There are a lot of tools like that, but there are also the ones that you don’t necessarily think about but that you rely on, day in and day out. For example, what you use to take notes in. When you’re doing an assessment, you need to be able to write a report afterwards, so there are a number of different tools that we’ve placed in Kali like text editors or hierarchical note-taking applications like Cherrytree. They are there to help people take notes. It isn’t sexy, but it’s essential.
Then, there’s your basic shell. As a pen tester, you’re always writing little one-liners, short scripts to automate things, and having that there, it becomes invisible, and you expect it to always be there. But, realistically, that’s a major tool that a lot of pen testers use.

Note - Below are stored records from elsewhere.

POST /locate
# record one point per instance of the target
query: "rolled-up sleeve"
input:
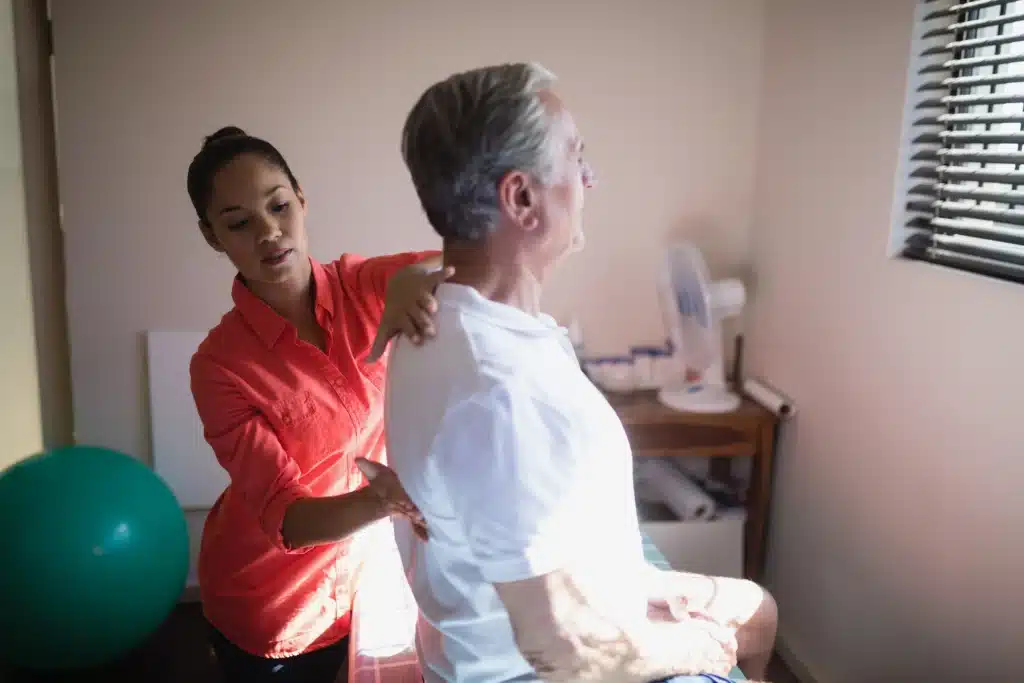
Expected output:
(369, 276)
(247, 446)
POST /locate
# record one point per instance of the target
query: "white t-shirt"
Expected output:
(520, 468)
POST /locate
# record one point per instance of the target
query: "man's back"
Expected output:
(520, 468)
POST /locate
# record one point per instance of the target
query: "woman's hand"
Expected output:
(384, 482)
(410, 306)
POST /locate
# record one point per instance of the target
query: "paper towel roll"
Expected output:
(678, 492)
(769, 398)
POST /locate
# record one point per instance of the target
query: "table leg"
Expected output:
(759, 504)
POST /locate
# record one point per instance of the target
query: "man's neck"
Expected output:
(507, 281)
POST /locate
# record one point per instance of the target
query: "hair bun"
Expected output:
(223, 133)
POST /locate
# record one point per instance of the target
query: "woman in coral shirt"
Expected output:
(291, 394)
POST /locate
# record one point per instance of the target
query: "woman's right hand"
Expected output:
(384, 482)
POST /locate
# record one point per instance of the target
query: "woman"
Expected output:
(290, 396)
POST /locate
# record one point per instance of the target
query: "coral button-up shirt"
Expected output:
(287, 420)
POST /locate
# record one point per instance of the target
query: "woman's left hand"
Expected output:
(384, 483)
(409, 306)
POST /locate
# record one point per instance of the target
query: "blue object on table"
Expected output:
(654, 556)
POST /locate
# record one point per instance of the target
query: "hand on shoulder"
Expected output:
(409, 307)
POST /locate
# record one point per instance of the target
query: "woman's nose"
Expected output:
(269, 230)
(588, 175)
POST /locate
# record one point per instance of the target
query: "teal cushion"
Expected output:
(655, 557)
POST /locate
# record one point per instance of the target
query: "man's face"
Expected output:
(561, 202)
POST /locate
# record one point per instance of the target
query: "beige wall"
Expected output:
(896, 544)
(666, 93)
(670, 124)
(19, 411)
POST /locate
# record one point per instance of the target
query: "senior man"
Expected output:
(535, 568)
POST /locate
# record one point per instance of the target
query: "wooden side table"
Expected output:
(654, 429)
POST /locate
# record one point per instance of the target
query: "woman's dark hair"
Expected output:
(220, 150)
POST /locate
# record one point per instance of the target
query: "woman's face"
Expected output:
(258, 220)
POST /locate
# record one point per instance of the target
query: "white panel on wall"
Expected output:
(180, 455)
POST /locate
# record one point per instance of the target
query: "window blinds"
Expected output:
(966, 199)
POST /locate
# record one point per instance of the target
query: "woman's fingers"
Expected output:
(427, 302)
(423, 322)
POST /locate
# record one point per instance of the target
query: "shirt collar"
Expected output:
(265, 322)
(470, 300)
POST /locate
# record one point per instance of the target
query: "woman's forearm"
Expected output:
(312, 521)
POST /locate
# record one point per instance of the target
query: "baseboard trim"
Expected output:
(190, 594)
(796, 664)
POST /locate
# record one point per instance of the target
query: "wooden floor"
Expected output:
(180, 653)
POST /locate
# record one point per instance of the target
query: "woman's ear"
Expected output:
(210, 238)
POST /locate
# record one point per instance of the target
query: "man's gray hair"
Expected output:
(469, 130)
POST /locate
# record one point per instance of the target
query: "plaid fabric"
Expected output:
(383, 642)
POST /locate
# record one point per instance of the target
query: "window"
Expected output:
(965, 198)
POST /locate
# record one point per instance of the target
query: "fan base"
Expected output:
(699, 398)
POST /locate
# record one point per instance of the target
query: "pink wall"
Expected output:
(896, 531)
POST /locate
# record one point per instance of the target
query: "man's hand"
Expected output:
(409, 307)
(384, 483)
(709, 647)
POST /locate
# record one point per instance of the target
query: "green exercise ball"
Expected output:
(94, 557)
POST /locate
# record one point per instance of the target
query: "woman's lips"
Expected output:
(278, 257)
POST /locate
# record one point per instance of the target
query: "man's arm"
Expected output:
(510, 467)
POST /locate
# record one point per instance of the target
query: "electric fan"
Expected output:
(693, 307)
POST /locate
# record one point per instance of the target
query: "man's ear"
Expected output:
(210, 238)
(517, 199)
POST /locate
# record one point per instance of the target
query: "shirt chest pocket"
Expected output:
(309, 429)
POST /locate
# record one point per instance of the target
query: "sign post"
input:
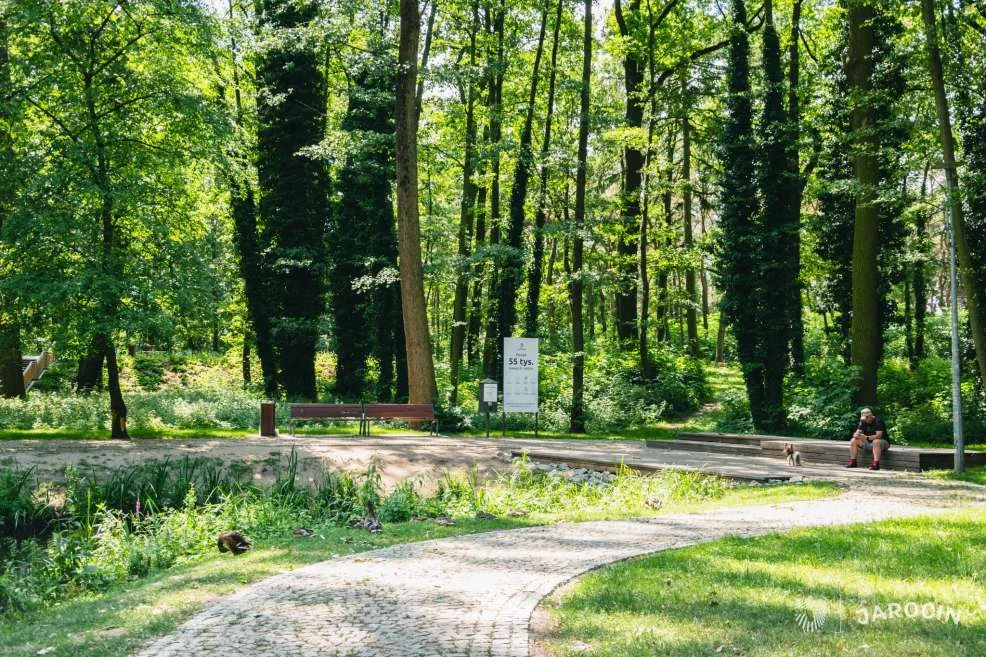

Are there specific ways to use Kali Linux pen testing utilities?
O’Gorman: Everybody has their own workflow that is good for them. I have a co-worker, and when we’re doing an assessment together, I watch him in awe of what he does because I can’t work that way — but I appreciate what he’s doing.
He runs everything through Screen, and he has Screen write out to a spool file. Everything that goes through his terminal is written out to this text file that he can open up with a text editor later and search through to take items out and put together what he was doing at the time.
He doesn’t really even take notes; everything he does gets spooled to this output file. He does it with Screen, our terminal that we have in Kali, where you can change the preferences to write everything out to a spool file. It doesn’t work for me, but that doesn’t mean it’s bad. Obviously, it works wonderfully for my co-worker. I’m amazed that he doesn’t have to spend time taking notes because it’s all automated.
For me, I just use a plain old text editor. I use Vi all the time, nothing sexy about it — it’s just what works for me. We give people the options to find what workflow works best for them; there’s not one or the other that you can really advocate as being the right way to do it because it’s so personal.
What if someone wanted to use a different editor, like Emacs?
O’Gorman: Emacs is not included by default, but it’s in the tree, and you can install it. We’ve been optimizing Kali recently and taking a critical look at what packages are included by default to try to reduce the file size.
We have a number of different flavors of Kali, and we have all these different metapackages, which goes into what I said about doing your own custom version of Kali. If you want to roll your own ISO that is completely headless, there’s a special meta package to use. There’s a meta package to use if you’re focused on web assessment with all the web assessment tools.
When a new tool comes out, it’s hot, it’s cool, everybody uses it. Then, a few years go by and it’s no longer maintained, and then it just kind of sits there. Every once in a while, we have to do spring cleaning.
I’ve always been a Vi person. If you need an editor that is easier to use, there’s Nano. But Emacs? Yes, that’s as far away as doing an advanced install, but it’s not far from the default.